Final Project

Students - Zain Asif / Ahmed Saeed

Introduction

Our project is based upon analysis and prediction on healthcare data that is readily available. Users use healthcare gadgets to track their data. Examples, Jawbone Up, Nike FuelBand and Fitbit. These are all products that collect large data regarding personal activity of individiduals. In this project, our goal will be to use data from accelerometers on the belt, forearm, arm, and dumbell of 6 participants. They were asked to perform barbell lifts correctly and incorrectly in 5 different ways.

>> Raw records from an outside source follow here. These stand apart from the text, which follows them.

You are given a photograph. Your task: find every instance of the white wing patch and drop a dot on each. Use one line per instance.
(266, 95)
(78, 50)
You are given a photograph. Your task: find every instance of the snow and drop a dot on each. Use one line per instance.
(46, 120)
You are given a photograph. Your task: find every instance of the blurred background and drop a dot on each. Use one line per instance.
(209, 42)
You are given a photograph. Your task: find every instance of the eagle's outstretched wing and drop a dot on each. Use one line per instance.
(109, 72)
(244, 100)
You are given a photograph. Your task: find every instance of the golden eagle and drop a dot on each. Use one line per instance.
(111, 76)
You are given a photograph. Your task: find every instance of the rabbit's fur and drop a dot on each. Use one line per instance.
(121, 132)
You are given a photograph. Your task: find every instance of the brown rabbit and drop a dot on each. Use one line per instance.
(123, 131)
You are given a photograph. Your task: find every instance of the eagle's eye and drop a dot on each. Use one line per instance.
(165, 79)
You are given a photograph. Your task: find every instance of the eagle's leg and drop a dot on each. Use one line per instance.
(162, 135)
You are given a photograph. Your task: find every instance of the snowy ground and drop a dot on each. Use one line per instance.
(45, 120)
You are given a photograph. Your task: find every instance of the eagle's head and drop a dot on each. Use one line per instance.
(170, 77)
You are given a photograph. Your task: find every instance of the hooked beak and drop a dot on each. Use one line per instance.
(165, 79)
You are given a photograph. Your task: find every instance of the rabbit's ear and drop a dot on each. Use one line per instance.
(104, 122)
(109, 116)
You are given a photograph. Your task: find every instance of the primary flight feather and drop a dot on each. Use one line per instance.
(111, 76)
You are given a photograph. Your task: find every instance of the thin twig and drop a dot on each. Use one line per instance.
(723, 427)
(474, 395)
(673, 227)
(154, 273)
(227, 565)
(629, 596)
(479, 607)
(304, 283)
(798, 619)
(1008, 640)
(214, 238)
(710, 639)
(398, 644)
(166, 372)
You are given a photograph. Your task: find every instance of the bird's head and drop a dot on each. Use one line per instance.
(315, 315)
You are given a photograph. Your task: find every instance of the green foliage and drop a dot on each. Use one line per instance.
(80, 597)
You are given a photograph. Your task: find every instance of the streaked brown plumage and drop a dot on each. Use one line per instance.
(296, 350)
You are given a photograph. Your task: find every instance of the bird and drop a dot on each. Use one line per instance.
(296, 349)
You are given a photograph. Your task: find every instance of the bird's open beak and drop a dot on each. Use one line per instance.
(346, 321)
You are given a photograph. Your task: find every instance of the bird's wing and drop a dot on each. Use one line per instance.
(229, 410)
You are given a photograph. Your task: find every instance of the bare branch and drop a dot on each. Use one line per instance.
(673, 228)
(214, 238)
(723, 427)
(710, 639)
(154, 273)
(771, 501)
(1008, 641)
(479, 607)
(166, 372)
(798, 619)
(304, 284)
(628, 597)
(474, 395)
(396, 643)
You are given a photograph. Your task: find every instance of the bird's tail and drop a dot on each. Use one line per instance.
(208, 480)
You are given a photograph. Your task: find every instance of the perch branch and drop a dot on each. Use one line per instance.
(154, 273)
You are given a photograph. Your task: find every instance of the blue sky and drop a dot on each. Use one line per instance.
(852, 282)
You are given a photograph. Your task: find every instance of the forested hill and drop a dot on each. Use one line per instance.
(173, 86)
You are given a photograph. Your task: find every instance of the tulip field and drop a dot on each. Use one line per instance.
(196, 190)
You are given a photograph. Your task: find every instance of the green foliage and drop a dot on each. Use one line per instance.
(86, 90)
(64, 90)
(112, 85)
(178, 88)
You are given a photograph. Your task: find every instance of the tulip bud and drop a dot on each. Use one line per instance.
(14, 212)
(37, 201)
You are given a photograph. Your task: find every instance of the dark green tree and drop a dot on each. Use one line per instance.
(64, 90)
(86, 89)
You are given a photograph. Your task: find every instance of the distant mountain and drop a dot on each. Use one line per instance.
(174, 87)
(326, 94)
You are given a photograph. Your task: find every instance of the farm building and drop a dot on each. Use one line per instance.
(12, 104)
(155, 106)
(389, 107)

First Step - Analyze the Data

The data is analyzed.

2. Install the required packages

install.packages("caret")
install.packages("dplyr")
install.packages("randomForest")
install.packages("rpart")
install.packages("corrplot")
install.packages("rattle")

Load the required packages

## Loading the required packages
library(caret)
## Warning: package 'caret' was built under R version 3.3.3
## Loading required package: lattice
## Warning: package 'lattice' was built under R version 3.3.3
## Loading required package: ggplot2
## Warning: package 'ggplot2' was built under R version 3.3.3
library(dplyr)
## Warning: package 'dplyr' was built under R version 3.3.3
## 
## Attaching package: 'dplyr'
## The following objects are masked from 'package:stats':
## 
##     filter, lag
## The following objects are masked from 'package:base':
## 
##     intersect, setdiff, setequal, union
library(randomForest)
## Warning: package 'randomForest' was built under R version 3.3.3
## randomForest 4.6-12
## Type rfNews() to see new features/changes/bug fixes.
## 
## Attaching package: 'randomForest'
## The following object is masked from 'package:dplyr':
## 
##     combine
## The following object is masked from 'package:ggplot2':
## 
##     margin
library(rpart)
## Warning: package 'rpart' was built under R version 3.3.3
library(corrplot)
## Warning: package 'corrplot' was built under R version 3.3.3

Load the Dat

# If the data has not yet been downloaded, we will download it
train_url <-"https://d396qusza40orc.cloudfront.net/predmachlearn/pml-training.csv"
test_url <- "https://d396qusza40orc.cloudfront.net/predmachlearn/pml-testing.csv"
train_file <- "./data/pml-training.csv"
test_file  <- "./data/pml-testing.csv"
if (!file.exists("./data")) {
  dir.create("./data")
}
if (!file.exists(train_file)) {
  download.file(train_url, destfile=train_file, method="curl")
}
if (!file.exists(test_file)) {
  download.file(test_url, destfile=test_file, method="curl")
}

# Read the data in and get the dimensions
train_raw <- read.csv("./data/pml-training.csv")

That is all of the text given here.